The Next Faithful Step
"The Lion is God"
from Vincent J. Donovan, Christianity Rediscovered (Maryknoll, NY: Orbis Books, 1979) pp. 61-64
The book is an autobiographical account of what a Roman Catholic missionary learned about his own Christian faith when he introduced the gospel to the Masai people of East Africa in the 1960s.
I was sitting talking with a Masai elder about the agony of belief and unbelief. He used two languages to respond to me—his own and Kiswahili. He pointed out that the word my Masai catechist, Paul, and I had used to convey faith was not a very satisfactory word in their language. It meant literally "to agree to." I, myself, knew the word had that shortcoming. He said "to believe" like that was similar to a white hunter shooting an animal with his gun from a great distance. Only his eyes and his fingers took part in the act. We should find another word.
He said for a man really to believe is like a lion going after its prey. His nose and eyes and ears pick up the prey. His legs give him the speed to catch it. All the power of his body is involved in the terrible death leap and single blow to the neck with the front paw, the blow that actually kills. And as the animal goes down the lion envelops it in his arms (Africans refer to the front legs of an animal as its arms) pulls it to himself, and makes it part of himself. This is the way a lion kills. This is the way a man believes. This is what faith is.
I looked at the elder in silence and amazement … But my wise old teacher was not finished yet. "We did not search you out, Padri," he said to me. "We did not even want you to come to us. You searched us out. You followed us away from your house into the bush, into the plains, into the steppes where our cattle are, into the hills where we take our cattle for water, into our villages, into our homes. You told us of the High God, how we must search for him, even leave our land and our people to find him. But we have not done this. We have not left our land. We have not searched for [God]. [God] has searched for us. [God] has searched us out and found us. All the time we think we are the lion. In the end, the lion is God."
The lion is God. Of course. Goodness and kindness and holiness and grace and divine presence and creating power and salvation were here before I got here.
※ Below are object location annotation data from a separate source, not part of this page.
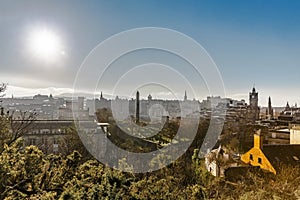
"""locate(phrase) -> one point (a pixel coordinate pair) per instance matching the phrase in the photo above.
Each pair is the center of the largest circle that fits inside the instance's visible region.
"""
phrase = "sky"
(251, 43)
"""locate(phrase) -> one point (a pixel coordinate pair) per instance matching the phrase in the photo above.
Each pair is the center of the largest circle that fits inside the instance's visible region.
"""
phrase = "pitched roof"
(282, 154)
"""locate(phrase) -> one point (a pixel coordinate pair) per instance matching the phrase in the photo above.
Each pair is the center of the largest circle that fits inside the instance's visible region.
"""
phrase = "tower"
(270, 109)
(253, 105)
(137, 108)
(185, 96)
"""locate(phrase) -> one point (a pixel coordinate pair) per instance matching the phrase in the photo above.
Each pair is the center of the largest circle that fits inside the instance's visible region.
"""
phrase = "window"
(259, 160)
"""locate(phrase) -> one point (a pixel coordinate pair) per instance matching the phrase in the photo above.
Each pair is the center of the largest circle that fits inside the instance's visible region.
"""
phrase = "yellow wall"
(256, 154)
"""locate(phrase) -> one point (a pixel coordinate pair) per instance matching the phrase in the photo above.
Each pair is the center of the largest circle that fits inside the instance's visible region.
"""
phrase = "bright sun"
(45, 44)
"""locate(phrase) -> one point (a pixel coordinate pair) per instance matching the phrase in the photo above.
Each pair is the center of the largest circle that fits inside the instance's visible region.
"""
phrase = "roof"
(283, 154)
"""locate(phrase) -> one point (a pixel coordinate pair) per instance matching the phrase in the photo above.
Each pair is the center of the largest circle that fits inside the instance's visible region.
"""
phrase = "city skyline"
(251, 44)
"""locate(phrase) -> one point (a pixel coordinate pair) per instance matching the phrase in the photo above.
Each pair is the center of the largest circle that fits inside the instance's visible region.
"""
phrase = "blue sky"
(252, 42)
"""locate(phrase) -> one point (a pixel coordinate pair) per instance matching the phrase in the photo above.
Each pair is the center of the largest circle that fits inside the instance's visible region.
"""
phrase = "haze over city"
(252, 44)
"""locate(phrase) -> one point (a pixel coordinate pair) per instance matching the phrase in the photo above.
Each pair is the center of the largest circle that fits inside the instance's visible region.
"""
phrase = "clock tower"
(253, 105)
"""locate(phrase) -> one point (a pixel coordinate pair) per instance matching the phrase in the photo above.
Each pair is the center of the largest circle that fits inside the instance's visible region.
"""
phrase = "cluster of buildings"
(281, 132)
(275, 140)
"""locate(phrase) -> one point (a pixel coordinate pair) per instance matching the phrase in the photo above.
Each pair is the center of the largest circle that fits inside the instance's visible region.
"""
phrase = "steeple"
(287, 107)
(137, 109)
(270, 109)
(185, 96)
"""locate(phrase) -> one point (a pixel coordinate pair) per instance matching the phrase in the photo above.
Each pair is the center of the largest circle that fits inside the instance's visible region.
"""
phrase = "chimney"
(258, 139)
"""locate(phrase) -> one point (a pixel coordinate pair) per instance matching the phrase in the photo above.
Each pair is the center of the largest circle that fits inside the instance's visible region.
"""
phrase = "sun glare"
(45, 44)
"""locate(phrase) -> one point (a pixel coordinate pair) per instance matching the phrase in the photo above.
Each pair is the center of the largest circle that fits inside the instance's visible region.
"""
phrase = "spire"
(137, 109)
(287, 105)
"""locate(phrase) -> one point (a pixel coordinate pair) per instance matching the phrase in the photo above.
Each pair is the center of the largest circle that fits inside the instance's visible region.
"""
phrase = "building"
(74, 110)
(270, 111)
(294, 133)
(253, 108)
(218, 160)
(270, 157)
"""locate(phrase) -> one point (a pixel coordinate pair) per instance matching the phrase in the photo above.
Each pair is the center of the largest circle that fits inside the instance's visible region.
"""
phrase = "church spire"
(185, 96)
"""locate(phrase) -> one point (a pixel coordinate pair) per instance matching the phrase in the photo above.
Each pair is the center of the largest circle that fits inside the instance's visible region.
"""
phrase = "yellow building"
(269, 157)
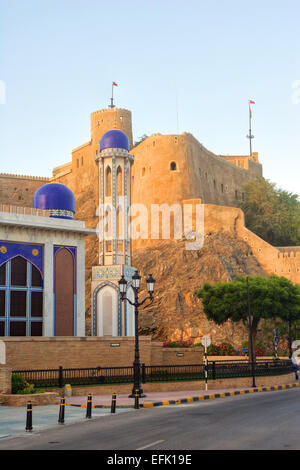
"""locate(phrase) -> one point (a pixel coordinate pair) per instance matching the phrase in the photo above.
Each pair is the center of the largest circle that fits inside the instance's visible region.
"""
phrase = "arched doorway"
(108, 307)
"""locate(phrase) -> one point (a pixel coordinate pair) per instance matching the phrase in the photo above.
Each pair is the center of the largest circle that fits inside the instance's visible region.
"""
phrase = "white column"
(48, 302)
(81, 288)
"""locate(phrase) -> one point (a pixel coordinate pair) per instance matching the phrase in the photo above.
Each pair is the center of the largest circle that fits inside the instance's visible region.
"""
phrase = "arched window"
(108, 181)
(21, 298)
(64, 293)
(108, 222)
(119, 181)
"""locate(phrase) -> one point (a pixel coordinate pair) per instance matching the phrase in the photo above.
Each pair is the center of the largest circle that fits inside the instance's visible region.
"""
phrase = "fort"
(168, 169)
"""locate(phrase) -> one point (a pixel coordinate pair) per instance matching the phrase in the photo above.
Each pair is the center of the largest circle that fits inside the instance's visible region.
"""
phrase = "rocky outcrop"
(177, 312)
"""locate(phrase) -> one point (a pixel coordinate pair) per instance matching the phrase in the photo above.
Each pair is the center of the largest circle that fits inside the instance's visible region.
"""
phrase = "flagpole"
(250, 136)
(112, 96)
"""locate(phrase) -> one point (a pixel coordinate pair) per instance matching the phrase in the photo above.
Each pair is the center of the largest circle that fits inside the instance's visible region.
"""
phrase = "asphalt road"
(262, 421)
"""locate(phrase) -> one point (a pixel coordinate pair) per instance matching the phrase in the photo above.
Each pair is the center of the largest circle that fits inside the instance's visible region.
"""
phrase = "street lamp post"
(250, 323)
(136, 281)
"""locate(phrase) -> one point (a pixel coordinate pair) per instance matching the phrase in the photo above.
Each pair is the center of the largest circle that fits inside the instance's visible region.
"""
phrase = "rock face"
(177, 312)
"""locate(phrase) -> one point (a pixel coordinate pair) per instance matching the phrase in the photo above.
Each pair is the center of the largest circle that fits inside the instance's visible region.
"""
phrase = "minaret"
(110, 318)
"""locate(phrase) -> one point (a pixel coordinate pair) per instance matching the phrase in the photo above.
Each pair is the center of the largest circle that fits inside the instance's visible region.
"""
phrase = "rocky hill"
(177, 312)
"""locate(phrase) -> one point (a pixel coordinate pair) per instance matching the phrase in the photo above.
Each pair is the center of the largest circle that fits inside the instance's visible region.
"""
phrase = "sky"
(181, 66)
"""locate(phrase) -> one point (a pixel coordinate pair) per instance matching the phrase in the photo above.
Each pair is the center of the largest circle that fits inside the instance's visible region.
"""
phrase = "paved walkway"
(168, 398)
(13, 419)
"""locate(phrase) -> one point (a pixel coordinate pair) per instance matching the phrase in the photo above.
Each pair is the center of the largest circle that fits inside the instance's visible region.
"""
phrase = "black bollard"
(136, 400)
(61, 417)
(89, 407)
(113, 403)
(29, 417)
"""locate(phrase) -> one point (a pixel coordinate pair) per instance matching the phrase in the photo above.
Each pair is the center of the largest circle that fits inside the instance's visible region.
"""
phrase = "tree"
(272, 213)
(270, 297)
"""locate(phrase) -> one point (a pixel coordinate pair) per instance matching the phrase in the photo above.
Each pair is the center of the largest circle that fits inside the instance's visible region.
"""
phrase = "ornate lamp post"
(250, 324)
(136, 281)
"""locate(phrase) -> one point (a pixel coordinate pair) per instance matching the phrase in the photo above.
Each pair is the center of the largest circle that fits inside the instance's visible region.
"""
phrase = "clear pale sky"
(198, 60)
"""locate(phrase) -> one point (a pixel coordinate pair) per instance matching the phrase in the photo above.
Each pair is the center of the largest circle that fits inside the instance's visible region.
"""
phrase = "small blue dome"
(114, 139)
(57, 198)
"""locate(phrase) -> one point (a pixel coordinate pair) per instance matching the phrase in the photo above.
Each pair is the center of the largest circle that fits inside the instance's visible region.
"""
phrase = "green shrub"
(28, 388)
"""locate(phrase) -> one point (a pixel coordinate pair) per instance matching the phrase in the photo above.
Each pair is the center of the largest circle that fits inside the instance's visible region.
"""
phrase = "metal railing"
(47, 378)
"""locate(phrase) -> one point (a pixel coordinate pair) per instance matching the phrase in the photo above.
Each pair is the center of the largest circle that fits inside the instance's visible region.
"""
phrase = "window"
(119, 181)
(108, 182)
(21, 298)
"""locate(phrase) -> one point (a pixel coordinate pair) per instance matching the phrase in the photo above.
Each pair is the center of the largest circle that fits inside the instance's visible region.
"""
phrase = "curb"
(219, 395)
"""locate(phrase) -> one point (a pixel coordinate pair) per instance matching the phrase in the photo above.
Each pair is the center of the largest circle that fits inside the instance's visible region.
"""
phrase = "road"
(268, 420)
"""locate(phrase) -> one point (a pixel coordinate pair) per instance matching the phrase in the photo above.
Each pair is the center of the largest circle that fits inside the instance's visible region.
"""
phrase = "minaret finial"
(112, 95)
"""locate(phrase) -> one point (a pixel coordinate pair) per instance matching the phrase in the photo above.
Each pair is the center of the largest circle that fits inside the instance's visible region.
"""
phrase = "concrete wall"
(19, 190)
(74, 352)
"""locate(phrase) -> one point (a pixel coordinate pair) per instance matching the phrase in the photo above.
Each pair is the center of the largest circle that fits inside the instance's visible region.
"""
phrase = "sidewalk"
(13, 419)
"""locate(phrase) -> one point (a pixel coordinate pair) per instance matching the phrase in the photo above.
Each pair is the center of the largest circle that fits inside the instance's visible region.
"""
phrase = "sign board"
(206, 341)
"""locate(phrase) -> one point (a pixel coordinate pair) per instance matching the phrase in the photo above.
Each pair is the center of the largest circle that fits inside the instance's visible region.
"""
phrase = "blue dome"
(114, 139)
(57, 198)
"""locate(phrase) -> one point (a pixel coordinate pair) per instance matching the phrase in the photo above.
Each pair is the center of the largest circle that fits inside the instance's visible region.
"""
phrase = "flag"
(250, 112)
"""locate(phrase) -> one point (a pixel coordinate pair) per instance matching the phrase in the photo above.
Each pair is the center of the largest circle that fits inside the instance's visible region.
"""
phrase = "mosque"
(42, 259)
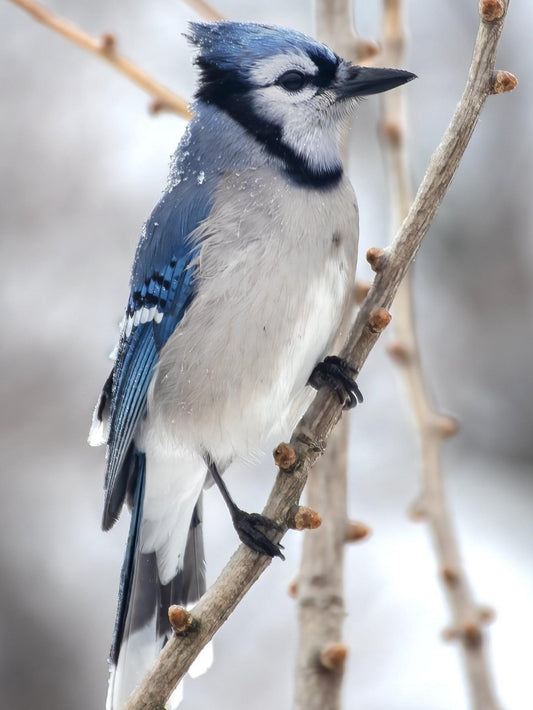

Even the fuller understanding of God's revelation to man, of the gospel, of the salvific act that had been accomplished once and for all for the human race was here before I got here. My role as a herald of that gospel, as a messenger of the news of what had already happened in the world, as the person whose task it was to point to "the one who had stood in their midst whom they did not recognize" was only a small part of the mission of God to the world. It was a mysterious part, a part barely understood. It was a necessary part, a demanded part—"Woe to me if I do not preach the gospel." It was a role that would require every talent and insight and skill and gift and strength I had, to be spent without question, without stint, and yet in the humbling knowledge that only that part of it would be made use of which fit into the immeasurably greater plan of the relentless, pursuing God whose will on the world not be thwarted. The lion is God.